Hey, Hope you are doing well. I am facing issues while trying to pip install anthropic which has a dependency of tokenizer>=0.13. I tried with 0.13 version, but i get the attached errors. Could you please guide as to how we can work around this issue. Regards Divyansh tokenizer.log
You could try using an older version of anthropic. Looking back through the blame of anthropic's pyproject.toml, the last version which didn't require such a new version of tokenizers was anthropic 0.2.10. That came out less than a year ago, but this is obviously a fast-moving package, so I don't know if that would be acceptable for you.
You could try using an older version of anthropic. Looking back through the blame of anthropic's pyproject.toml, the last version which didn't require such a new version of tokenizers was anthropic 0.2.10. That came out less than a year ago, but this is obviously a fast-moving package, so I don't know if that would be acceptable for you.
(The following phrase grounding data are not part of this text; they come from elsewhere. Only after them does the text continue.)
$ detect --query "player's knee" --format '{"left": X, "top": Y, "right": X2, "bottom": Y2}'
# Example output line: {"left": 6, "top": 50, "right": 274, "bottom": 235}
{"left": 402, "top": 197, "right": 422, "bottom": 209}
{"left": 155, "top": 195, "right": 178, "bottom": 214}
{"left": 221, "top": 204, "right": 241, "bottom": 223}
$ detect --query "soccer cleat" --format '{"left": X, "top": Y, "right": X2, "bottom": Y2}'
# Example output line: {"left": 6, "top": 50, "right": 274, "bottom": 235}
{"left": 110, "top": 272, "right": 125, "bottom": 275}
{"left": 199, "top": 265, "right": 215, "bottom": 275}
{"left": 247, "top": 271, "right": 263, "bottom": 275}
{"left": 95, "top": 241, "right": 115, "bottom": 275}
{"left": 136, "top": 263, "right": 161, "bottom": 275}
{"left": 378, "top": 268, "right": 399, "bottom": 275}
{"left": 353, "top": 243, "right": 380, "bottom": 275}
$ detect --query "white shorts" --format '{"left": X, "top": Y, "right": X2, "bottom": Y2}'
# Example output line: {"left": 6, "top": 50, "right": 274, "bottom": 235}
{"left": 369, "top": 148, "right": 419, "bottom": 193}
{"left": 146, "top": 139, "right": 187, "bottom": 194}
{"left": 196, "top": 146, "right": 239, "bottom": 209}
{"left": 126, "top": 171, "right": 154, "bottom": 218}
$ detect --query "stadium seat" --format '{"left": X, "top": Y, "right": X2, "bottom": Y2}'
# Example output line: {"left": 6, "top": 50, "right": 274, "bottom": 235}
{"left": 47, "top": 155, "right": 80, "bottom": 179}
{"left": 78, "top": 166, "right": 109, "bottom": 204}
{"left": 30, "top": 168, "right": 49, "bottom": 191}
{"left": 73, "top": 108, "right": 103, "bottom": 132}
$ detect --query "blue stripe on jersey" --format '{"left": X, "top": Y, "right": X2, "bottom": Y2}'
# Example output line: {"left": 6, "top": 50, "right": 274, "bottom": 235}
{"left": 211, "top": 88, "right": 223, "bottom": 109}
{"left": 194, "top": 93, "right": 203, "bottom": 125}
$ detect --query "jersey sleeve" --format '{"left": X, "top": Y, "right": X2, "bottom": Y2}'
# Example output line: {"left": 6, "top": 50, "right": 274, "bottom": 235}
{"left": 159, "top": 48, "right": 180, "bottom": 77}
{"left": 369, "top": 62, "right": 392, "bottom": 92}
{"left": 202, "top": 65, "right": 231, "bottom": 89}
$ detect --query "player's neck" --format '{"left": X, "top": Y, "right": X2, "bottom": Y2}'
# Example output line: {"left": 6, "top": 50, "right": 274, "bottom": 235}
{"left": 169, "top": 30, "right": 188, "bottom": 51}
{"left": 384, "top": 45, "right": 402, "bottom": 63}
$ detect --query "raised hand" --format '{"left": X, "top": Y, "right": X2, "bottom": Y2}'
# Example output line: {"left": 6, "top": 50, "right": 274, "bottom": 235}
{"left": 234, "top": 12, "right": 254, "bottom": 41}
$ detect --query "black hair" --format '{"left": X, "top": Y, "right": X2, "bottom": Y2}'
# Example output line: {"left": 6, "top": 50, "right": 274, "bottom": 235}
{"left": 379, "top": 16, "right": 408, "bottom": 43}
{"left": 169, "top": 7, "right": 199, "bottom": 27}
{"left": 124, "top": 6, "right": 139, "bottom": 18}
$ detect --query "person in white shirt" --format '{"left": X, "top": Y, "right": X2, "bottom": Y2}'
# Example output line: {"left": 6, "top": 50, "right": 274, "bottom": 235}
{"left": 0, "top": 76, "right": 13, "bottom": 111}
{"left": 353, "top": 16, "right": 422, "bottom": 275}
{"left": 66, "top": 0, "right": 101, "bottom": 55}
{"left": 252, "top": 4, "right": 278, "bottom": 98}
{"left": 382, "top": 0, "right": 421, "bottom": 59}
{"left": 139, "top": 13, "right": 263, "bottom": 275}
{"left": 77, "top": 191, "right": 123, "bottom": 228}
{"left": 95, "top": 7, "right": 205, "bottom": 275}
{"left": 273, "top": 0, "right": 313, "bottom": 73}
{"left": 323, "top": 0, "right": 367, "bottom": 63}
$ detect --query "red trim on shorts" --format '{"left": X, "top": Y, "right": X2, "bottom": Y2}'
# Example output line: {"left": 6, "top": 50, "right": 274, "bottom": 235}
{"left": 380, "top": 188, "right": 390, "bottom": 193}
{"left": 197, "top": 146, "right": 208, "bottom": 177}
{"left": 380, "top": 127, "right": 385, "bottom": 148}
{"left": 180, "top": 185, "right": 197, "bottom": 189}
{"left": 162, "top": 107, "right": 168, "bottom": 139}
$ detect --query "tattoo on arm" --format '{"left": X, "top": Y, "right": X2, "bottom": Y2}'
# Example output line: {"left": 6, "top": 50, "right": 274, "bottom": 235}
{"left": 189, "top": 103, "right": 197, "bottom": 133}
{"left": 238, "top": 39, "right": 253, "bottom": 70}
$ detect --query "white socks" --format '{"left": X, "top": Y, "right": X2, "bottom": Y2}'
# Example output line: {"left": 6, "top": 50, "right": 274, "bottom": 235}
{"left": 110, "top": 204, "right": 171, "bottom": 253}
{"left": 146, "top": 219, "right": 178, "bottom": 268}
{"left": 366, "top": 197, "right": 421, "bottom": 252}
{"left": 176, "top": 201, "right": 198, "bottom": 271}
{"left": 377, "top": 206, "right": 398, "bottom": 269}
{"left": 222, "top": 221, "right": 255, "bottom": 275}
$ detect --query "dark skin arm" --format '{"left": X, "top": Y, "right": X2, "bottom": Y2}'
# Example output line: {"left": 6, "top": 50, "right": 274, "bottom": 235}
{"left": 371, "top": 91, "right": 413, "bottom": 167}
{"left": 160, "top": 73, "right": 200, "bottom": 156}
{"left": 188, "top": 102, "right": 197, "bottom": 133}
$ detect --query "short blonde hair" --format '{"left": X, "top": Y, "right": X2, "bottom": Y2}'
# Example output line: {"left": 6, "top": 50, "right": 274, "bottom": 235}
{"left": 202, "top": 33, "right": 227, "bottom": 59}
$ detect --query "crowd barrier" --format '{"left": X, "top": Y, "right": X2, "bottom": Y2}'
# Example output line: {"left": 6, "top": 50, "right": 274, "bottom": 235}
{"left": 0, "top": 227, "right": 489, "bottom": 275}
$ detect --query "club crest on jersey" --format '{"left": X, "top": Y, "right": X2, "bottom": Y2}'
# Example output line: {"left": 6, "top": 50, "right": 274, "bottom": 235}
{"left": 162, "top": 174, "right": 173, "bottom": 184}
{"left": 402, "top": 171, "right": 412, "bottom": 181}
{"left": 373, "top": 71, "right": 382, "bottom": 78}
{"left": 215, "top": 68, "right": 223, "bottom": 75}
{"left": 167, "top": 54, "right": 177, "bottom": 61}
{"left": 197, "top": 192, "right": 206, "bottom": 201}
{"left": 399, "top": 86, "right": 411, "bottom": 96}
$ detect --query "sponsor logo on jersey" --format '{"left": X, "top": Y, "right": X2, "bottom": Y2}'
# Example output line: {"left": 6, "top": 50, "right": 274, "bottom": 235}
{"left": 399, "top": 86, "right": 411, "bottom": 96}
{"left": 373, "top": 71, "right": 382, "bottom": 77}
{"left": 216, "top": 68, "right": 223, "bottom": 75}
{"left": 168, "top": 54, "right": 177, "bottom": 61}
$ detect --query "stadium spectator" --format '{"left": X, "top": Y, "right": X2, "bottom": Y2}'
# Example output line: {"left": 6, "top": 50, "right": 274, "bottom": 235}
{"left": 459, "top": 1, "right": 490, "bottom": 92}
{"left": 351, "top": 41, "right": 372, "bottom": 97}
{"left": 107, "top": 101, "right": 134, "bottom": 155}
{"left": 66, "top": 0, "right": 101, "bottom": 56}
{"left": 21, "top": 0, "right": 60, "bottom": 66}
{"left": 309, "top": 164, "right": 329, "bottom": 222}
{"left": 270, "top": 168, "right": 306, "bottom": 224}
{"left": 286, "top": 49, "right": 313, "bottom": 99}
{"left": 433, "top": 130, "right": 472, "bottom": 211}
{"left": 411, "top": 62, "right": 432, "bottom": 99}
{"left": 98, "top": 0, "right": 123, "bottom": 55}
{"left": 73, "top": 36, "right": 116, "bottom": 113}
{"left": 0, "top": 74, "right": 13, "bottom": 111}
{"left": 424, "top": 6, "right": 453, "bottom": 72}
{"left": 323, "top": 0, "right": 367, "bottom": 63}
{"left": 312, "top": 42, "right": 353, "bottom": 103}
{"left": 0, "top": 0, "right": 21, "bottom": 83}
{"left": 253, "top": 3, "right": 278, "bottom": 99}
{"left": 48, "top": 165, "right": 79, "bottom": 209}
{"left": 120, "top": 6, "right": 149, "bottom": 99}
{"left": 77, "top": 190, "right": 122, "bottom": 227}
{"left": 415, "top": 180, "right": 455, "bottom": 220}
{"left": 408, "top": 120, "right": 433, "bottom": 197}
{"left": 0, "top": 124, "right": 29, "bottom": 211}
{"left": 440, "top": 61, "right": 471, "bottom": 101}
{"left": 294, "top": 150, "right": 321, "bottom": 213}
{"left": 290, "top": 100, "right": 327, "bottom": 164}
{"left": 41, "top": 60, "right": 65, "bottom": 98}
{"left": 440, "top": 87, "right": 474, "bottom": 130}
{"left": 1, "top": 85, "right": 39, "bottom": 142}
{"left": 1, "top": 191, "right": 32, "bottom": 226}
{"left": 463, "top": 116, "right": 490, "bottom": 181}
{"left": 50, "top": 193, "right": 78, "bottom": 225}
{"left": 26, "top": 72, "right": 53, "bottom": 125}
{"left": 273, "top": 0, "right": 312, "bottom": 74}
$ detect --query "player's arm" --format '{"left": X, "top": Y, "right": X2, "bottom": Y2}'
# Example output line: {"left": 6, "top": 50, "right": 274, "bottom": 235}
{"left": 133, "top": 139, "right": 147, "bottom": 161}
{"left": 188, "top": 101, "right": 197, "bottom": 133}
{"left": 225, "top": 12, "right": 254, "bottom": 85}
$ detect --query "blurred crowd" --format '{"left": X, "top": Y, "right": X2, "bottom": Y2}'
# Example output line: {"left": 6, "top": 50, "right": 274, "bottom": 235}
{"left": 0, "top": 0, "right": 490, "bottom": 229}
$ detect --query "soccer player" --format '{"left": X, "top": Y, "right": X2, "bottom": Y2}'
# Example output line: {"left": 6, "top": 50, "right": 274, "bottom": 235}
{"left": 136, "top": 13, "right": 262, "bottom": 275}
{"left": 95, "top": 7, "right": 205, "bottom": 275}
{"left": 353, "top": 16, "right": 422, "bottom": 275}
Luckily, the tokenizer version 0.10.3 has worked with the latest anthropic package so far. I thought to test it regardless of the incompatibility error during build and run, and it worked. Yeah, anthropic older versions are not available to newer users as per their api docs, because of huge changes/improvements in their latest offering "opus". So far so good..
Please add tokenizers version 0.11.1, it is a requirement for some of the latest python modules like indic-punct.